Federal İçişleri Bakanlığı'nın, planladığı sınır dışı politikalarını yasal olarak uygulamaya koymanın yollarını aradığını da sözlerine ekleyen Scholz, ve "Almanya'nın çıkarları, faillerin korunma haklarına üstün gelir" dedi.
Mecliste en fazla sandalye sayısına sahip olan Almanya Sosyal Demokrat Partisi'ne (SPD) mensup olan başbakan, terör suçlarını öven söylemlerde bulunanların da sınır dışı edileceğini sözlerine ekledi ve ifadelerini şöyle tamamladı: "Sınır dışı etme politikamızla alakalı düzenlemelerimizi, terör suçlarına göz yummanın bile sınır dışı edilmeye yol açabileceği şekilde sıkılaştıracağız."
Bu açıklamalar, Almanya'nın güneybatısındaki Mannheim kentinde meydana gelen şiddet olaylarının ardından ülkenin politikalarında belirgin bir değişiklik anlamına geliyor.
Cuma günü İslam karşıtı Pax Europa hareketi tarafından düzenlenen bir mitinge katılan beş kişinin bir saldırgan tarafından yaralanmasının ardından bir polis bıçaklanarak öldürüldü.
Saldırıyı yapmakla suçlanan kişinin, 2013 yılında Afganistan'dan Almanya'ya göç eden ve ülkede yasal ikameti bulunan 25 yaşında bir erkek olduğu belirlendi.
Scholz'un sınır dışı etme politikası konusundaki söylemleri, saldırıyı takip eden günlerde hükümetin göç politikalarını eleştirme fırsatını yakalayan aşırı sağcı Almanya için Alternatif (AfD) partisinin kampanyasının ardından gündeme geldi.
Başbakanın, SPD'nin ve Yeşiller ve Hür Demokratlar'ın (FDP) içinde olduğu iktidar koalisyonu, Ocak ayında sığınma talepleri reddedilen göçmenlerin sınır dışı edilmesini kolaylaştıran bir yasayı kabul ettikten sonra göç konusunda daha sert bir tutum takınacağını belirtmişti.

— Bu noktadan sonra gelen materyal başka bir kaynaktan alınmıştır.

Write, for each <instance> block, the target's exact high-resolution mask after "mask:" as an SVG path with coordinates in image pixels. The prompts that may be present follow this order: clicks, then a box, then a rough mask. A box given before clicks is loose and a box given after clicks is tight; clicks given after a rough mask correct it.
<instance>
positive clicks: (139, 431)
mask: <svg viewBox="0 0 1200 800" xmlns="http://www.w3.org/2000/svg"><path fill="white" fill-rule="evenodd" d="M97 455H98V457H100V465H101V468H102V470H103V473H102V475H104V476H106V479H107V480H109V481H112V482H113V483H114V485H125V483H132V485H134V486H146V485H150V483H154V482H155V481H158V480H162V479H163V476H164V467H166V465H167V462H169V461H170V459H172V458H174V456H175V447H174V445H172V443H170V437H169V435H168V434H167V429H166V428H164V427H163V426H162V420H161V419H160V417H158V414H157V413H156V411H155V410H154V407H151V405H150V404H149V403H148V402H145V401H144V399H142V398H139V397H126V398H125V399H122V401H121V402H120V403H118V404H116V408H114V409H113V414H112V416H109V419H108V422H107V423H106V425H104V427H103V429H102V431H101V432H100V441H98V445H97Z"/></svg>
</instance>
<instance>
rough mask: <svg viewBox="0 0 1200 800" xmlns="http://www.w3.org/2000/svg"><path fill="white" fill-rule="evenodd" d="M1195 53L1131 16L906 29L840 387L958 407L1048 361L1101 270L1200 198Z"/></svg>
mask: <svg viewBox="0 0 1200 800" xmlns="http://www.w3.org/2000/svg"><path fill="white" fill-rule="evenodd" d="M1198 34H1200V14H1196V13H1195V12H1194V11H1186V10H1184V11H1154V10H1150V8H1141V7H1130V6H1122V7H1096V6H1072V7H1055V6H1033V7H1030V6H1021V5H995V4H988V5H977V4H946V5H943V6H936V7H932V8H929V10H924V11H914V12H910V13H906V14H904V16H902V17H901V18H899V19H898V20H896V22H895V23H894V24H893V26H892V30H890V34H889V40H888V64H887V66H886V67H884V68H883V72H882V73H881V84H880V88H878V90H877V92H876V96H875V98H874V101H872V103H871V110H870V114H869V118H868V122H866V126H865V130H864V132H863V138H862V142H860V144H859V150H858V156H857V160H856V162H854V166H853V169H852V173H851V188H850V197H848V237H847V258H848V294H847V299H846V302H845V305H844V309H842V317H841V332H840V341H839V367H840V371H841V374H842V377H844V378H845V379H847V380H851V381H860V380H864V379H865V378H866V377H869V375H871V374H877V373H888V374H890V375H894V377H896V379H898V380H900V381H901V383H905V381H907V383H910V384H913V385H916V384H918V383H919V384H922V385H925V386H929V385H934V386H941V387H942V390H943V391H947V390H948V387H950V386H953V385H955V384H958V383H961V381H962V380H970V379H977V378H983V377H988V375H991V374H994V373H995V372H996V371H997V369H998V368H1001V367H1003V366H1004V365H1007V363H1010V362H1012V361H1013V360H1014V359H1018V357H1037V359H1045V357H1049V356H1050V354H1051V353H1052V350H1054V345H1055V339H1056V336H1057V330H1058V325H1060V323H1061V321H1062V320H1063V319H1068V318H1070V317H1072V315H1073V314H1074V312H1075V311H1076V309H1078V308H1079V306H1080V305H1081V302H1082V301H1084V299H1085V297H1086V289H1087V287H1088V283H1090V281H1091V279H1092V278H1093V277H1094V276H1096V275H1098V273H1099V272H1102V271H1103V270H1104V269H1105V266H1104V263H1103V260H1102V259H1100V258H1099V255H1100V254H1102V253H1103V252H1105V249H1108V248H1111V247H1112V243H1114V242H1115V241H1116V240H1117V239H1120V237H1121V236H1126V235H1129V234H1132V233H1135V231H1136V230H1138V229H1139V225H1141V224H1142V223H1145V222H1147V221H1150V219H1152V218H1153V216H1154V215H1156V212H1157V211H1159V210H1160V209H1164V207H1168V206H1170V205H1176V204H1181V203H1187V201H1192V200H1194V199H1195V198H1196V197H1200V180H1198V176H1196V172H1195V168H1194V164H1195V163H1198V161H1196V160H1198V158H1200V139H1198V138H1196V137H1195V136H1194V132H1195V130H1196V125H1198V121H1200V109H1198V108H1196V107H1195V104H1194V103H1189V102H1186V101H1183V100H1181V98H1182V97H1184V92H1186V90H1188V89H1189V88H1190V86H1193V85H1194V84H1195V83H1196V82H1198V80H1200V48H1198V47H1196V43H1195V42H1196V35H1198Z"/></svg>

Bununla beraber Almanya, Taliban'ın iktidarı ele geçirmesinin ardından 2021 yılında Afganistan'a sınır dışı işlemlerini durdurmuştu.
Yeşiller gibi diğer Alman siyasi partileri, Afganistan'ın insan hakları konusundaki kötü siciline işaret ederek bu öneriye karşı çıkmışlardı.